Takich goli jeszcze nie strzelał

Jeszcze do niedawna grał bardzo rzadko. Zimą nosił się z zamiarem opuszczenia klubu. Rozmawiał z Michałem Probierzem na temat wypożyczenia do innego zespołu, gdzie będzie mieć więcej szans na grę. Początkowo wydawało się, że do transferu dojdzie, ale w trakcie przygotowań temat upadł, a Dimun szybko awansował w rankingu pomocników. Życie ułatwił mu pech innego kolegi, bo przecież ledwie Damian Dąbrowski wrócił do treningów, a zaraz znów doznał poważnej kontuzji i na długo wypadł z gry.

Kapitalne trafienie

Dimun wykorzystał to bez mrugnięcia okiem i szybko stworzył zgraną parę z Miroslavem Czovilo. W rundzie wiosennej stracił tylko dwa spotkania. Na początku wiosny miejsce obok Czovilo miał Szymon Drewniak, ale potem przepadł, a Dimun wskoczył do składu i zaliczył 12 występów od pierwszej minuty z rzędu.

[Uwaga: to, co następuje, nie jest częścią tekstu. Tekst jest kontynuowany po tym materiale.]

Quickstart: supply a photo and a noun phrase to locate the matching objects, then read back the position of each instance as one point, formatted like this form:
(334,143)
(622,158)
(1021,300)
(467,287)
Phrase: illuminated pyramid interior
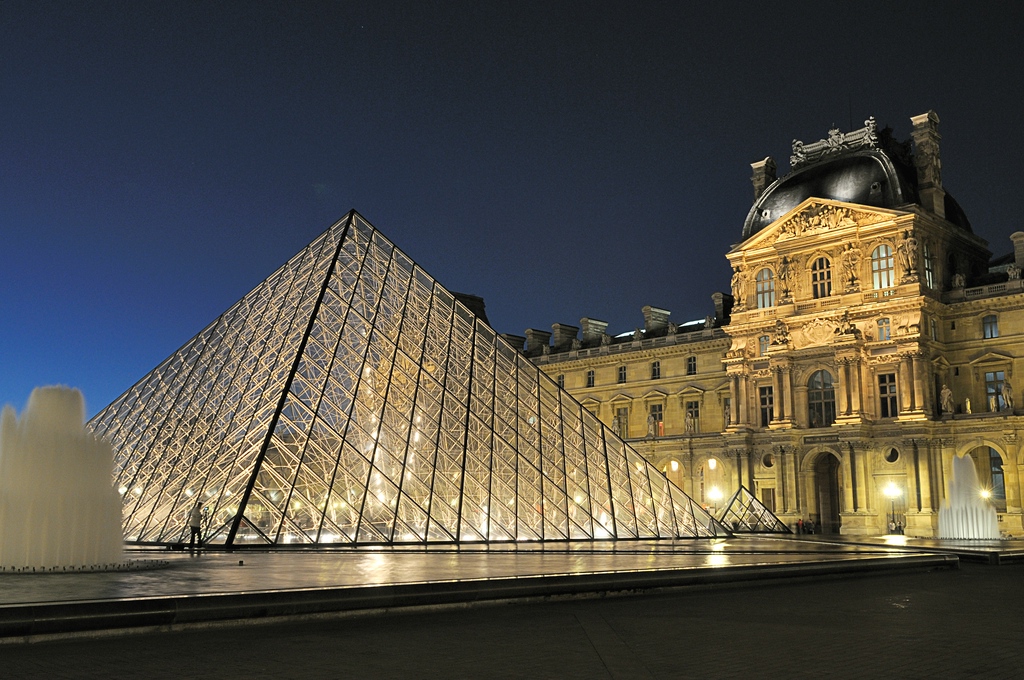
(351,399)
(745,514)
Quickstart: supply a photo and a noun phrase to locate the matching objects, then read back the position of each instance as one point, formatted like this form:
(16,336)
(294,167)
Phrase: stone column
(918,366)
(843,408)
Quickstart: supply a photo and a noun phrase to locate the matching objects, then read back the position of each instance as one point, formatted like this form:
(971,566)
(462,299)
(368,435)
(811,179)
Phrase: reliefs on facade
(906,252)
(865,137)
(850,260)
(739,290)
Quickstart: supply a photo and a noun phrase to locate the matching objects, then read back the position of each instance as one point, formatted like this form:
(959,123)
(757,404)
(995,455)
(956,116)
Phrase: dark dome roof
(866,176)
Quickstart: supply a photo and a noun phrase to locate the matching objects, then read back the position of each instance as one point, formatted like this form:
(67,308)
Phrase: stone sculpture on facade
(906,252)
(946,399)
(849,259)
(738,290)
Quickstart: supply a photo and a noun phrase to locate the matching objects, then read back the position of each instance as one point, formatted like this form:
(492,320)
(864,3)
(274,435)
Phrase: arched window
(882,266)
(990,327)
(765,288)
(820,399)
(929,265)
(821,278)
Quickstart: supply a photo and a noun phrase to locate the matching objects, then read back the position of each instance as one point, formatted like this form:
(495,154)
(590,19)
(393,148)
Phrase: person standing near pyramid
(196,528)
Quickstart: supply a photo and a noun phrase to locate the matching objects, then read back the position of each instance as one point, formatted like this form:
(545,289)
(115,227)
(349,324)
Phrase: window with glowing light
(765,287)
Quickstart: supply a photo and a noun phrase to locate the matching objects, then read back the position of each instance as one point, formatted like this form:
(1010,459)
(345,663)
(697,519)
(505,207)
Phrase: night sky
(561,160)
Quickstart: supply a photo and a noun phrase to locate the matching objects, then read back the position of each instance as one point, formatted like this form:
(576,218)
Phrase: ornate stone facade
(868,343)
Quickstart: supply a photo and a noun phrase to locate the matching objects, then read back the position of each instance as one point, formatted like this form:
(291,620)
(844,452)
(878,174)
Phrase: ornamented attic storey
(351,399)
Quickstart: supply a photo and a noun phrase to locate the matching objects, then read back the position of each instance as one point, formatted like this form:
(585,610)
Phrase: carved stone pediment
(817,332)
(817,217)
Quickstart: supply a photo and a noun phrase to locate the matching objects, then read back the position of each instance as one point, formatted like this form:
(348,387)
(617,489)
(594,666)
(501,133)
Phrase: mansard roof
(866,167)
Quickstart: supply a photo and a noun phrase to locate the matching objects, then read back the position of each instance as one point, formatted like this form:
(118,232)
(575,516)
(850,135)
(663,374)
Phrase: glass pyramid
(351,399)
(745,514)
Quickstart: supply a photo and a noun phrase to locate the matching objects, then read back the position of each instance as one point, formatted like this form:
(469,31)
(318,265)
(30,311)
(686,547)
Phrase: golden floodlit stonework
(867,338)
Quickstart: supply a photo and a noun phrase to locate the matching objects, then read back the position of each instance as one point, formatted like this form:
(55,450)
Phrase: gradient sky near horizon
(561,160)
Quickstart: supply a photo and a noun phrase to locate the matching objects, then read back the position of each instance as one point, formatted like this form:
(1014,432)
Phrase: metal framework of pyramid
(745,514)
(350,399)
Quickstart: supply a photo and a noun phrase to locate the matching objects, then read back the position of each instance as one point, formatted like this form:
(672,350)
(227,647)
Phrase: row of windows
(883,275)
(655,373)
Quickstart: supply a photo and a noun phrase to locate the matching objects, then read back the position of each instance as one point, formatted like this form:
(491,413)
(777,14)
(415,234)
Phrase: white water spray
(966,514)
(57,505)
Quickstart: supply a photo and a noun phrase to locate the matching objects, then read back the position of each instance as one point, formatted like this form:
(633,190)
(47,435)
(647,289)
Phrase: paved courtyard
(940,624)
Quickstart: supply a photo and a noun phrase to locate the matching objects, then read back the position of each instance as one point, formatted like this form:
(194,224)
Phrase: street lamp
(892,492)
(715,494)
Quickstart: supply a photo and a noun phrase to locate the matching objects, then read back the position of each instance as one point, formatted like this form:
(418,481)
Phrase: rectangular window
(993,390)
(692,421)
(888,406)
(622,423)
(657,419)
(767,396)
(885,332)
(990,326)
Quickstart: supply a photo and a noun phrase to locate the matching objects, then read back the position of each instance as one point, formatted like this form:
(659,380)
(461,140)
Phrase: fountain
(58,510)
(966,514)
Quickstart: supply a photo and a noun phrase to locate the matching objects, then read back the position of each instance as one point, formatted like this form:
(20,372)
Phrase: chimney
(926,144)
(536,339)
(593,329)
(654,320)
(564,334)
(764,175)
(723,307)
(1018,239)
(514,340)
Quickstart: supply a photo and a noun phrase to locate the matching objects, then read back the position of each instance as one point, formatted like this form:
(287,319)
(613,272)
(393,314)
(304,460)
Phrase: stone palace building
(869,337)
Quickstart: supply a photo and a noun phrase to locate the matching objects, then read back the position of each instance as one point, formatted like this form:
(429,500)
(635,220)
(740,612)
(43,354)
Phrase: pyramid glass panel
(745,514)
(350,399)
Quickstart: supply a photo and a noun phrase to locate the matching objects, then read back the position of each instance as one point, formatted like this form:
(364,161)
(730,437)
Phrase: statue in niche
(849,259)
(906,252)
(738,289)
(781,335)
(946,399)
(784,273)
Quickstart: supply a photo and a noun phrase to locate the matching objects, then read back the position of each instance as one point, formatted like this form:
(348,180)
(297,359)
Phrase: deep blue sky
(559,159)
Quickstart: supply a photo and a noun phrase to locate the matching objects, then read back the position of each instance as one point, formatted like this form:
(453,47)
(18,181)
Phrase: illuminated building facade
(869,337)
(350,399)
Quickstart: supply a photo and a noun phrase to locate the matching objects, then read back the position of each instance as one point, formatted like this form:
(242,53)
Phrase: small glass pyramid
(351,399)
(745,514)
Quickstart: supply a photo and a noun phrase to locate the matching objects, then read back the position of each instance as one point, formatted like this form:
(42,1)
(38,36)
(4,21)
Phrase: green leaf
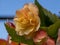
(16,37)
(47,18)
(53,30)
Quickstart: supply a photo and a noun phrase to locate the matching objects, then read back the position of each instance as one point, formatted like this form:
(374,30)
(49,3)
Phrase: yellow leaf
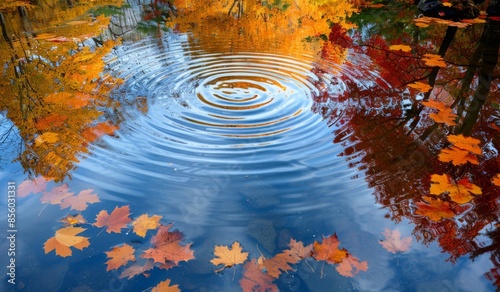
(420,86)
(403,48)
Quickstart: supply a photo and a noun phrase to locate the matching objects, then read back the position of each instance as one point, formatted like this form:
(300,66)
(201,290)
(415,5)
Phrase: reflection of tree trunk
(491,43)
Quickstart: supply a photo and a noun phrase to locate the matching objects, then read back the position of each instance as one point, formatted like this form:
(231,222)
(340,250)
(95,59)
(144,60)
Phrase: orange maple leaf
(37,185)
(278,263)
(135,270)
(460,192)
(145,223)
(64,239)
(115,221)
(56,195)
(229,257)
(119,256)
(435,210)
(393,241)
(80,201)
(256,280)
(350,266)
(165,287)
(166,247)
(73,220)
(328,250)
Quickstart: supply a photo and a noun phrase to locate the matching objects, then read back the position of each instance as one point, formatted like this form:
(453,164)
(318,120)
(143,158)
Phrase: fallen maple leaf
(64,239)
(166,247)
(403,48)
(393,241)
(80,201)
(56,195)
(434,60)
(278,263)
(255,280)
(350,266)
(460,192)
(144,223)
(229,257)
(119,256)
(135,270)
(73,220)
(165,287)
(435,210)
(115,221)
(420,86)
(37,185)
(328,250)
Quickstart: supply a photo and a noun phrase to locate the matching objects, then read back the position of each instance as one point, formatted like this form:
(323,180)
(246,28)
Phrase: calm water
(235,143)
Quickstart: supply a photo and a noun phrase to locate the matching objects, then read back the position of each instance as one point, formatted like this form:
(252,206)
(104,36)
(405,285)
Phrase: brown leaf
(167,248)
(165,287)
(229,257)
(145,223)
(80,201)
(255,280)
(115,221)
(35,186)
(328,250)
(350,266)
(119,256)
(393,241)
(56,195)
(64,239)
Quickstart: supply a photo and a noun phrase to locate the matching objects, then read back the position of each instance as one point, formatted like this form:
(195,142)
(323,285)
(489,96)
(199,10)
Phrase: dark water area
(261,143)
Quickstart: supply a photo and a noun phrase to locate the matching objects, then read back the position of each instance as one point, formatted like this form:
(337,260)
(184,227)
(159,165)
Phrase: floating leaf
(328,250)
(145,223)
(393,241)
(255,280)
(420,86)
(119,256)
(165,287)
(229,257)
(350,266)
(403,48)
(167,247)
(435,210)
(460,192)
(115,221)
(80,201)
(64,239)
(37,185)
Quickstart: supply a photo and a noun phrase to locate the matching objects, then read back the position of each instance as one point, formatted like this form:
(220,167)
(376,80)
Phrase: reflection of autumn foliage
(56,96)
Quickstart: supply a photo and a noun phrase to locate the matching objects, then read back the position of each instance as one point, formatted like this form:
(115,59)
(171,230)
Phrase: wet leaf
(278,263)
(115,221)
(64,239)
(393,241)
(350,266)
(403,48)
(460,192)
(255,280)
(165,287)
(145,223)
(119,256)
(328,250)
(435,210)
(420,86)
(434,60)
(56,195)
(73,220)
(229,257)
(166,247)
(79,202)
(135,270)
(35,186)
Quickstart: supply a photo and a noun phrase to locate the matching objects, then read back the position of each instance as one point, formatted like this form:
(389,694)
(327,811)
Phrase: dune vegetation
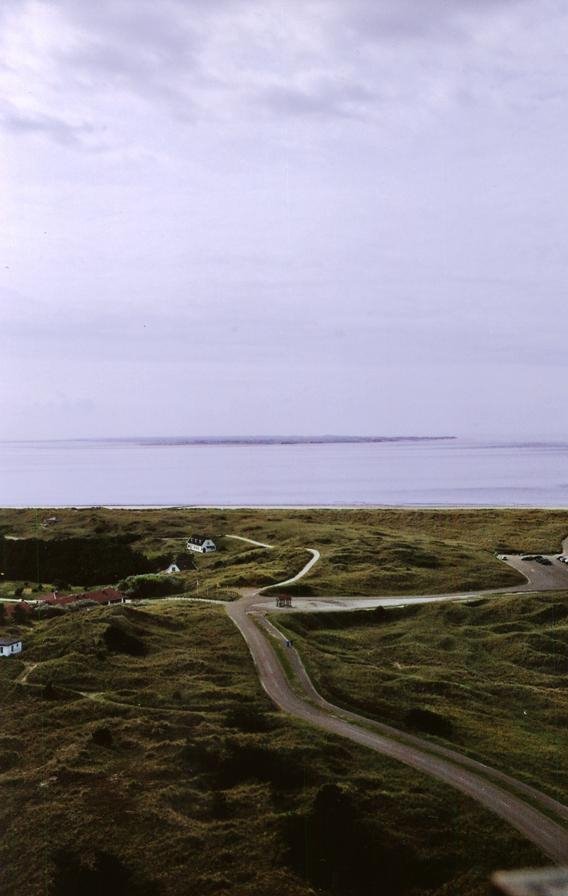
(390,551)
(139,755)
(487,676)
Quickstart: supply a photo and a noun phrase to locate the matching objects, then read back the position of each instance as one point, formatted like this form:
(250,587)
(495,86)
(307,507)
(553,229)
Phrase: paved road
(496,791)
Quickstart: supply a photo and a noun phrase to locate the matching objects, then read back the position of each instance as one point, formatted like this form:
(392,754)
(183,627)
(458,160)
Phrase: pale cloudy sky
(247,216)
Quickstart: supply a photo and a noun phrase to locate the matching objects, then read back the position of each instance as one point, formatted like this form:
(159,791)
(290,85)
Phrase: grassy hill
(143,759)
(362,551)
(488,676)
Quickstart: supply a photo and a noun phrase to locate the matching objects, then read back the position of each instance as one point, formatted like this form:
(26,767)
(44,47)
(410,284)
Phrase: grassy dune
(489,676)
(363,551)
(178,777)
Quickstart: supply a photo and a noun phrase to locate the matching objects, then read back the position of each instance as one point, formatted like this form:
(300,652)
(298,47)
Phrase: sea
(284,472)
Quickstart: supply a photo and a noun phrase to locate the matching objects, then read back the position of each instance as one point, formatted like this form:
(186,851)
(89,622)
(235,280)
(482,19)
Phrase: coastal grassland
(177,776)
(378,551)
(488,676)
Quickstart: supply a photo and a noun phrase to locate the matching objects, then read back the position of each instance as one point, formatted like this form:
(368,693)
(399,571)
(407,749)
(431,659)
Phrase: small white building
(10,646)
(201,544)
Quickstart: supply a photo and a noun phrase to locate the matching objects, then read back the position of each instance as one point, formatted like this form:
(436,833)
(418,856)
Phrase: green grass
(180,777)
(488,677)
(362,551)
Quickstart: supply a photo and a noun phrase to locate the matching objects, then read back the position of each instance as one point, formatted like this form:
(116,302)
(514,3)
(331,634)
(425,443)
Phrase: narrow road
(470,777)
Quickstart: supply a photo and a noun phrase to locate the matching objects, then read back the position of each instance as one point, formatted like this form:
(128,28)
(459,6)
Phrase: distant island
(269,440)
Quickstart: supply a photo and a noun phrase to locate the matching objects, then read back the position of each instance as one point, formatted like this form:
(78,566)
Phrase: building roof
(11,605)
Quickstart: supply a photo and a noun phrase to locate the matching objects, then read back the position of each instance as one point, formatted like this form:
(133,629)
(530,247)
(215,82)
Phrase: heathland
(363,552)
(487,676)
(140,755)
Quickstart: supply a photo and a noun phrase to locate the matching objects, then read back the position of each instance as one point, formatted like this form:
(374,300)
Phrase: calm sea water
(453,472)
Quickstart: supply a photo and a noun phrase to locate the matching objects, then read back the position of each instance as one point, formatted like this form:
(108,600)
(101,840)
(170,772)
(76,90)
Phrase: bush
(153,585)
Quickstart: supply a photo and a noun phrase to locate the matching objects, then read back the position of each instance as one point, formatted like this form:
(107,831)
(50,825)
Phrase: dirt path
(493,789)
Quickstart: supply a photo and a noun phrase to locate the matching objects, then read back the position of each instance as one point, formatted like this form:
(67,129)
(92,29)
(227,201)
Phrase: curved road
(470,777)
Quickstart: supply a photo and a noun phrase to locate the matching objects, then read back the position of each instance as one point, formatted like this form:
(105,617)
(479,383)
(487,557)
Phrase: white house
(201,543)
(10,646)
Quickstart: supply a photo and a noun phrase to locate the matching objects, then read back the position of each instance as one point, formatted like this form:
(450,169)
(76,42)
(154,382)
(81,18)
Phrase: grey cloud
(56,129)
(381,20)
(322,99)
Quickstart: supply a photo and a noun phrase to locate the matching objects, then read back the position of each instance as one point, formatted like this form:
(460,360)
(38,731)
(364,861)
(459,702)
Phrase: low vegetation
(362,551)
(141,757)
(487,676)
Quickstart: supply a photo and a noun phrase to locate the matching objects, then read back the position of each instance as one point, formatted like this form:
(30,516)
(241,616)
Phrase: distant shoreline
(232,440)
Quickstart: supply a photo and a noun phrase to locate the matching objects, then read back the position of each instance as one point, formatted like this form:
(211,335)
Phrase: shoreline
(335,507)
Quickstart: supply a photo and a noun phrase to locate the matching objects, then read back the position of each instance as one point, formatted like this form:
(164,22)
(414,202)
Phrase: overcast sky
(311,216)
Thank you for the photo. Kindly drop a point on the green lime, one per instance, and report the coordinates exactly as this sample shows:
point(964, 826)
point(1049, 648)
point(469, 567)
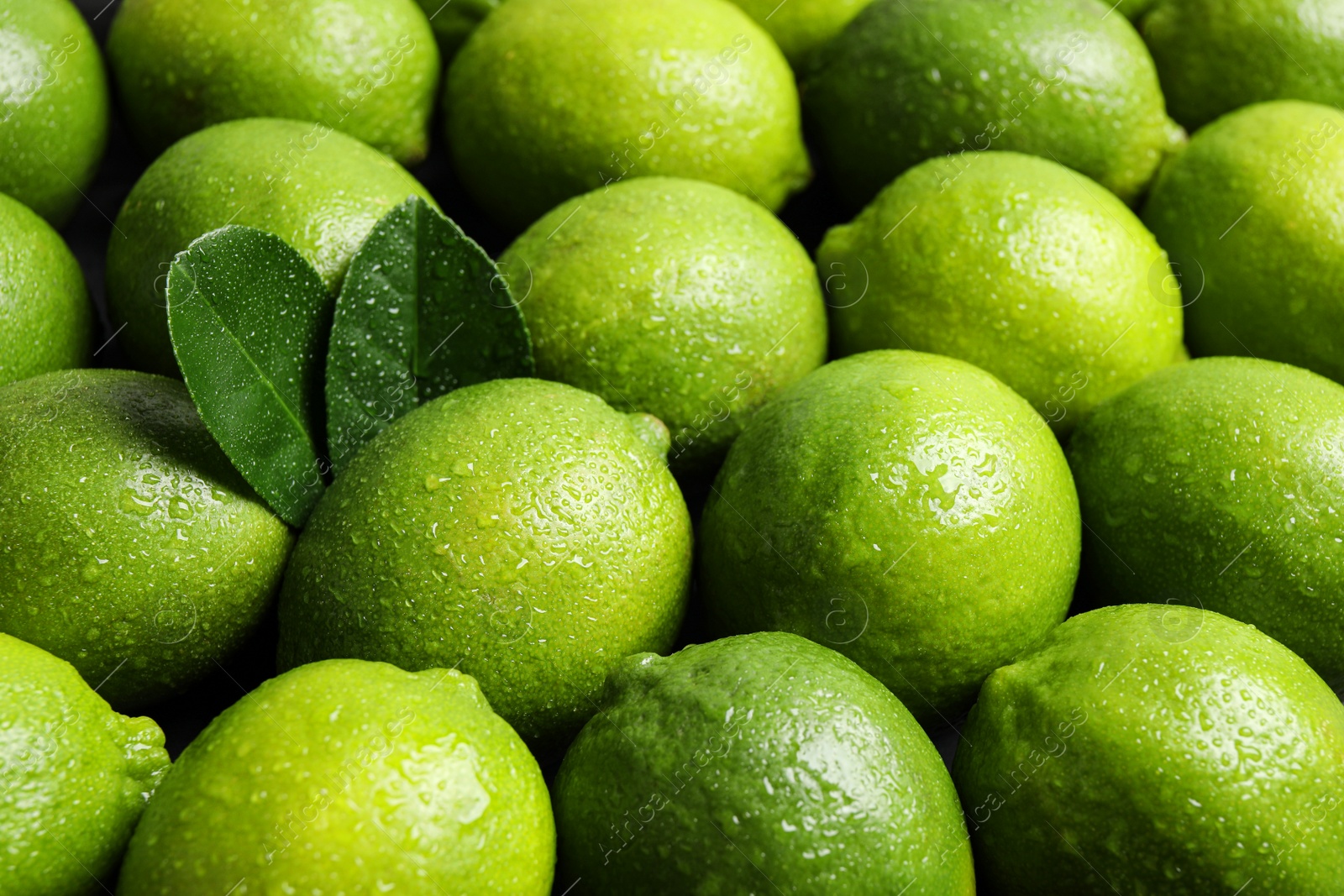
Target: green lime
point(454, 22)
point(46, 322)
point(911, 80)
point(131, 547)
point(521, 531)
point(363, 67)
point(1216, 484)
point(1152, 748)
point(803, 27)
point(1249, 214)
point(349, 777)
point(1014, 264)
point(553, 98)
point(675, 297)
point(1215, 56)
point(54, 107)
point(74, 775)
point(757, 765)
point(316, 188)
point(909, 511)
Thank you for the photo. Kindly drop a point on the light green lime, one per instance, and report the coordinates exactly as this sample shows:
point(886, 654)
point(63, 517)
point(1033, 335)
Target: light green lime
point(519, 531)
point(1155, 750)
point(74, 777)
point(365, 67)
point(1216, 484)
point(675, 297)
point(349, 777)
point(316, 188)
point(54, 107)
point(129, 546)
point(1016, 265)
point(909, 511)
point(911, 80)
point(46, 322)
point(553, 98)
point(756, 761)
point(1214, 56)
point(801, 27)
point(1250, 217)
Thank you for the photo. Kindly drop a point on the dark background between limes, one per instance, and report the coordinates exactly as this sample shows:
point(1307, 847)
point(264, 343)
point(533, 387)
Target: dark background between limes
point(808, 214)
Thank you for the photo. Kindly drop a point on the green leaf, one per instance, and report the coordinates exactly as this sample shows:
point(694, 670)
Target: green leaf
point(249, 320)
point(423, 311)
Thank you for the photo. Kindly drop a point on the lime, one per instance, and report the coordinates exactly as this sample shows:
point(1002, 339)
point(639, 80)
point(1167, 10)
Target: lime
point(1249, 215)
point(521, 531)
point(675, 297)
point(1216, 484)
point(131, 547)
point(1215, 56)
point(1153, 750)
point(911, 80)
point(46, 322)
point(316, 188)
point(553, 98)
point(752, 765)
point(53, 107)
point(801, 27)
point(363, 67)
point(1016, 265)
point(74, 775)
point(907, 510)
point(349, 777)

Skuteczny jest nie tylko w odbiorze, ale coraz lepiej wygląda w grze do przodu. W meczu ze Śląskiem Wrocław (3:3) zdobył przepiękną bramkę. Strzałem lewą nogą umieścił piłkę w samym okienku bramki gości. Nawet koledzy z zespołu byli pod wrażeniem i łapali się za głowę.
– Nie przypominam sobie, bym kiedykolwiek wcześniej strzelił tak ładną bramkę, do tego lewą nogą. Do tej pory gole dla Cracovii zdobywałem zazwyczaj po strzałach z najbliższej odległości, fajnie, że tym razem udało się zdobyć bramkę strzałem spoza pola karnego – opisuje Dimun. – Wiem, że koledzy byli zaskoczeni, ja też trochę się zdziwiłem, że aż tak wyszło. Oczywiście, chciałem zdobyć bramkę, ale nie spodziewałem się, że wyjdzie tak super – dodaje.

Słowacka kadra

Kariera młodzieżowego reprezentanta Słowacji nabiera rozpędu. Powołania otrzymywał nawet wtedy, gdy w Cracovii nie było dla niego miejsca. W marcu zdobył bramkę w meczu eliminacji do młodzieżowych mistrzostw Europy przeciwko Albanii (3:2). Słowaccy selekcjonerzy nie tracą go ze swoich radarów. – Cieszę się z każdego powołania do reprezentacji młodzieżowych. Ekstraklasa to niezła liga, z której można się wybić i mam nadzieję, że tak samo będzie w moim przypadku – mówi. Ale do pierwszej kadry Słowaków droga jeszcze daleka. – W polskiej lidze rozegrałem dopiero jedną pełną rundę, więc spokojnie podchodzę do tego tematu. Wiem, że przede mną jeszcze dużo pracy – podkreśla.
Przykład Dimuna to dowód na to, że słowacki zaciąg Cracovii nie był do końca nieudany. Wciąż gra także Michal Siplak. Za to Tomas Vestenicky i Jaroslav Mihalik zupełnie pod Wawelem sobie nie poradzili i obaj zostali wypożyczeni do słowackich klubów. W ojczyźnie idzie im nieco lepiej. Mihalik do tej pory w MSK Zilina rozegrał 11 spotkań, w których strzelił 4 gole. Vestenicky w barwach FC Nitra zanotował 6 występów i 3 trafienia. On po sezonie ma wrócić do Krakowa. Wypożyczenie Mihalika obowiązuje jeszcze przez rok.